Saturday, 19 June 2010

Living On The Edge

On May 1st I included this comment in my post:

And in another amazing coincidence, back after two months away is Betting For a Living (BFAL) who is aiming to do exactly what JP was trying to do, make a living from betting. Interesting day. Rather ambitiously in my opinion, BFAL is aiming to make £2,500 a month mostly on horses, but without having any edge, or at least not one that he is revealing. Most readers know my views on horse racing, and this is that it it most probably the toughest sport to make a living from unless you are on the inside. I look forward to being proved wrong though, but starting the year with a loss of £545 in two months doesn't bode well.
I'm still not convinced that BFAL (Mudflaps) does in fact have an edge, and it appears that he himself is beginning to question the fact, if he wasn't before:
"I can't say too much without giving away my strategy (which I would rather not do in order to protect the edge I may or may not have)..."
In his post yesterday, he concluded with this:
Having said all that I have decided to have a serious look at trading things differently in the future and that may well mean changing my strategy completely. More news of that over the next few days.
Now Mudflaps did have an excellent May, averaging £114.08 a day, but since then I think he'll agree that results haven't been as good. His daily average is now £55.76 but as I posted on his blog, so long as you have an edge and maintain your confidence, then the profits will return.

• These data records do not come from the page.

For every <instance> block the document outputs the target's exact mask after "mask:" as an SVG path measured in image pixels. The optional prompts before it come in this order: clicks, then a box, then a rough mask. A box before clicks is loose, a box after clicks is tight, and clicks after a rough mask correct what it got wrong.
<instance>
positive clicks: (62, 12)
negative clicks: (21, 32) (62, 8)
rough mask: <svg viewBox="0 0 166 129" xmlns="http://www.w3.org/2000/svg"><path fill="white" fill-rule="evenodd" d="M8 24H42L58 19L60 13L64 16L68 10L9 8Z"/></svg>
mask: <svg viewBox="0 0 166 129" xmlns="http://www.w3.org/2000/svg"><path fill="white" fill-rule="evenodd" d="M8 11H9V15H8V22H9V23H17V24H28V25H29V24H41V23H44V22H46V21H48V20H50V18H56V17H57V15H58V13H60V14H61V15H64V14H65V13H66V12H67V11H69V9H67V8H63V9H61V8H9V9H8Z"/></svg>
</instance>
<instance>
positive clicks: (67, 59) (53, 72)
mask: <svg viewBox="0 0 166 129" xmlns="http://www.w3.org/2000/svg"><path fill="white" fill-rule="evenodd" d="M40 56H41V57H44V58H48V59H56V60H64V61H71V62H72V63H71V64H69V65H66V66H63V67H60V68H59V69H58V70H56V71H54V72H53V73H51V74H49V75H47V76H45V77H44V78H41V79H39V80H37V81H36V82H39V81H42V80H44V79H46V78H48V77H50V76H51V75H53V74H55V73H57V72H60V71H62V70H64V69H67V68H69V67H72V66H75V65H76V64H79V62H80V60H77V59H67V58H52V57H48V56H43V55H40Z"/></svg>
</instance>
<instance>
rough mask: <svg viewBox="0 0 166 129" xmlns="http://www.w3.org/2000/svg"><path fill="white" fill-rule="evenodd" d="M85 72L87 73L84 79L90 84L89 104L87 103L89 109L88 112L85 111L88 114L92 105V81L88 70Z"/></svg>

So why the decision now to change strategy completely after seven weeks? (I asked this question via a comment, but for some reason it failed to show.) Having an edge doesn't mean that you will be immune to losing runs. On the contrary they are to be expected, but the right response to a losing run is not to give that edge up; it is to stick to the plan confident that in the long run the edge will guarantee an overall profit.

While I have written before about the importance of being able to adapt rapidly because markets change and edges vanish overnight, the decision to change strategy completely so soon suggests that when Mudflaps speaks of the edge he "may or may not have", it is becoming apparent that it's more likely he doesn't and he is realising this.

Otherwise, why give up a profitable edge?


Anonymous said...

He is a guesser and a chaser, that much is so apparent it doesn't really require any speculation.

Still, good luck to him, he's living a lifestyle many of us dream of.

Cassini said...

It's a lifestyle with a limited lifetime if there is no edge.

Curly said...

I find it doubtful someone who was 40 with a new child would pack in a (presumably) successful and well paid job, move back to this country and not seek employment if he was purely 'guessing and chasing'.

Still, who knows.

Anonymous said...

I think trading the horses is the easiest of all sports to trade and there's definately no need to be on the inside to make a profit. I guess it all come down to where your 'edge' lies. In general most sports don't lend themselves to pre off trading whereas there's so much movement within the horse racing markets it's not that hard to profit if you can read the market.

Obviously the real money lies in running in any sport but that requires far too much knowledge of the sport and effort for me.

Cassini said...

Surely no one in their right mind would give up a decent job without verifying that they did indeed have an edge over a long period of time. That's why I was puzzled when he lost money in the first part of the year before returning to England, and why I am puzzled that he is now suddenly changing his strategy. It doesn't make sense.

Yes, Anon, the real money lies in-running. The horse markets just don't work for me. I see moves, but as with day-trading, it is just gambling because others know far more tham me.